2. The ability to appreciate the significance of that information for one’s own situation. In addition to a theoretical understanding of treatment-related information, patients must recognize that this information applies to their own situation. A patient with severe anorexia nervosa, for example, may affirm the importance of nutrition for a starving person, but fail to recognize that this description applies to her own current condition.
3. The ability to reason, evaluating information about treatment options in a logical way to reach a decision based on one’s own preferences and values. Patients must be able to engage in a process of considering treatment options and choosing a treatment option based on its consistency with their beliefs and values and its ability to achieve their goals.

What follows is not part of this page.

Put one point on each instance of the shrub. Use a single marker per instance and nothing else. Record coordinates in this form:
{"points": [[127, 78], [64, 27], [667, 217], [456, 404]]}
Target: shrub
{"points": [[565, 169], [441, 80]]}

A variety of different capacity evaluation tools have been developed to assist clinicians in assessing a patient’s decision-making capacity.6 Questions in these evaluation tools enable a more systematic and structured assessment of the specific abilities listed above.

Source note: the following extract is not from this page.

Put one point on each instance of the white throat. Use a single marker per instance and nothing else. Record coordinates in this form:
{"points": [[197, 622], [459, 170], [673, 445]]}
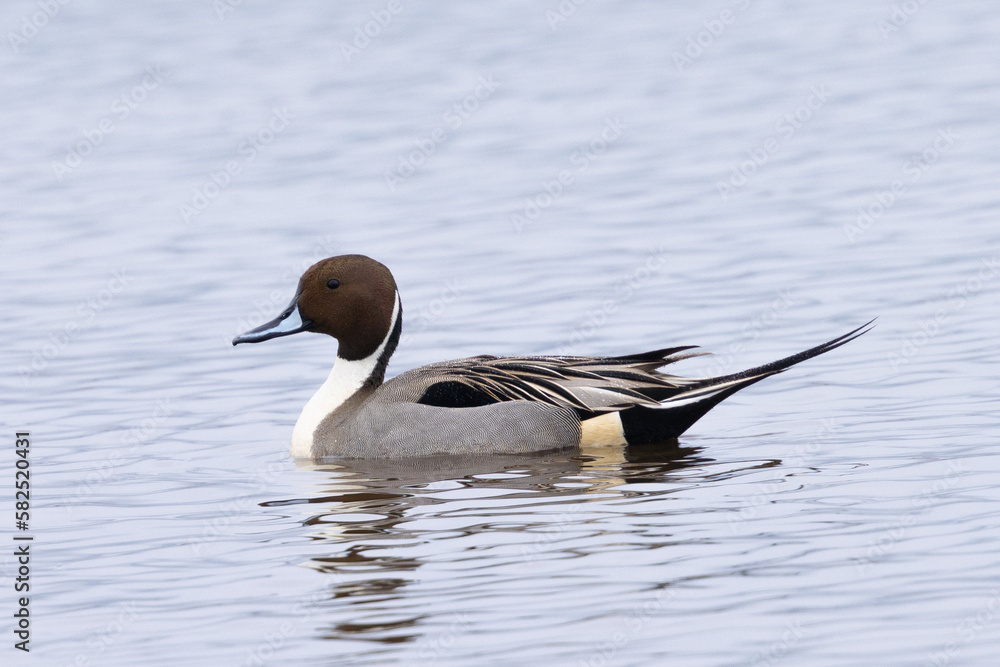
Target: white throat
{"points": [[345, 379]]}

Several other features of decision-making capacity judgments are important to recognize. First, decision-making capacity is a threshold judgment – that is, a patient either has or does not have sufficient capacity to consent to a particular treatment. In this respect, decision-making capacity is like pregnancy; a patient cannot be “partially pregnant” or be “partially capable.” Second, decision-making capacity is a task- or context-specific judgment – that is, it is a determination that a patient can consent to this particular treatment in this particular context. Thus, a patient may have capacity to make a simple treatment decision, but lack the capacity to make a more complex decision. Because capacity judgments are context-specific, they are also time-specific – that is, a patient may lack capacity to make a treatment decision at one time, perhaps because he is acutely psychotic, and regain that capacity at a later time, after the psychotic episode has passed.

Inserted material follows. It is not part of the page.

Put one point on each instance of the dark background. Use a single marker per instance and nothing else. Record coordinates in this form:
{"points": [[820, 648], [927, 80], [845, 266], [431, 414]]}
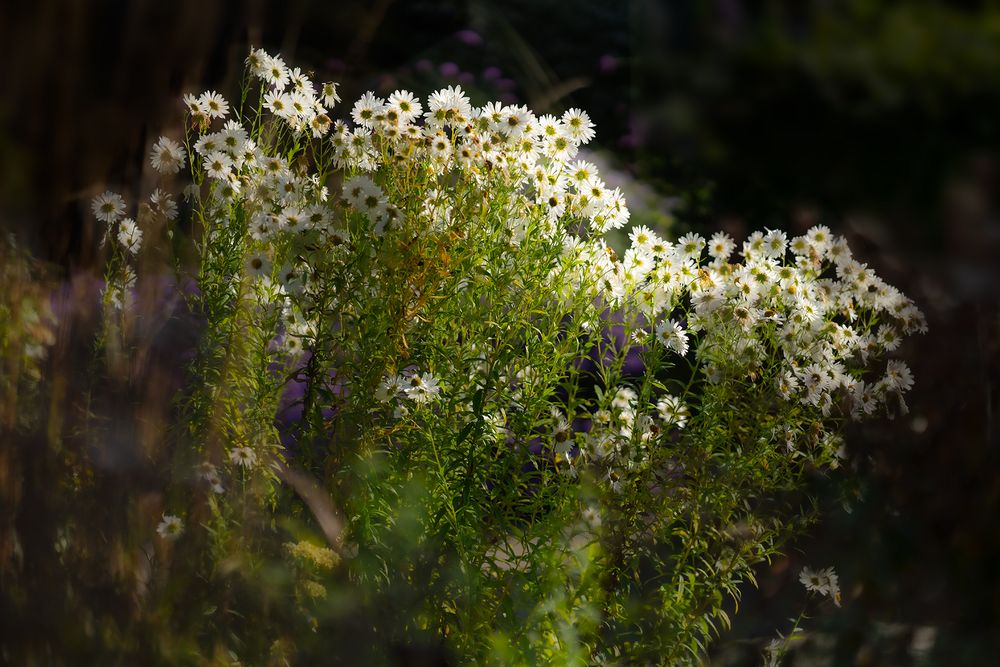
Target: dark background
{"points": [[879, 119]]}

Finally, most (but not all) commentators maintain that capacity judgments should be consequence- or risk-specific – that is, the appropriate threshold for capacity to make a treatment choice should vary with the likely consequences of that choice.7 In other words, a higher threshold for capacity should be required when a patient makes a choice that poses a higher risk of harm. This “sliding scale” approach to capacity judgments has a result that some find paradoxical, namely, a patient may have sufficient capacity to consent to a highly beneficial treatment for a life-threatening medical condition, but lack the capacity to refuse the very same treatment. Thus, a patient with acute appendicitis may have sufficient capacity to consent to an appendectomy, but not to refuse that same procedure. The justification for this approach appeals to a tension between patient autonomy and patient well-being, the two major values underlying the determination of decision-making capacity and informed consent generally. On the one hand, we want to respect the autonomy of patients who have decision-making capacity by recognizing that capacity and obtaining their informed consent to treatment. On the other hand, we want to promote the well-being of patients who lack decision-making capacity by not honoring “incompetent” choices that will have predictably harmful consequences. A risk-specific, sliding-scale approach to capacity evaluation is intended to enable clinicians to strike an appropriate balance between those two moral goals.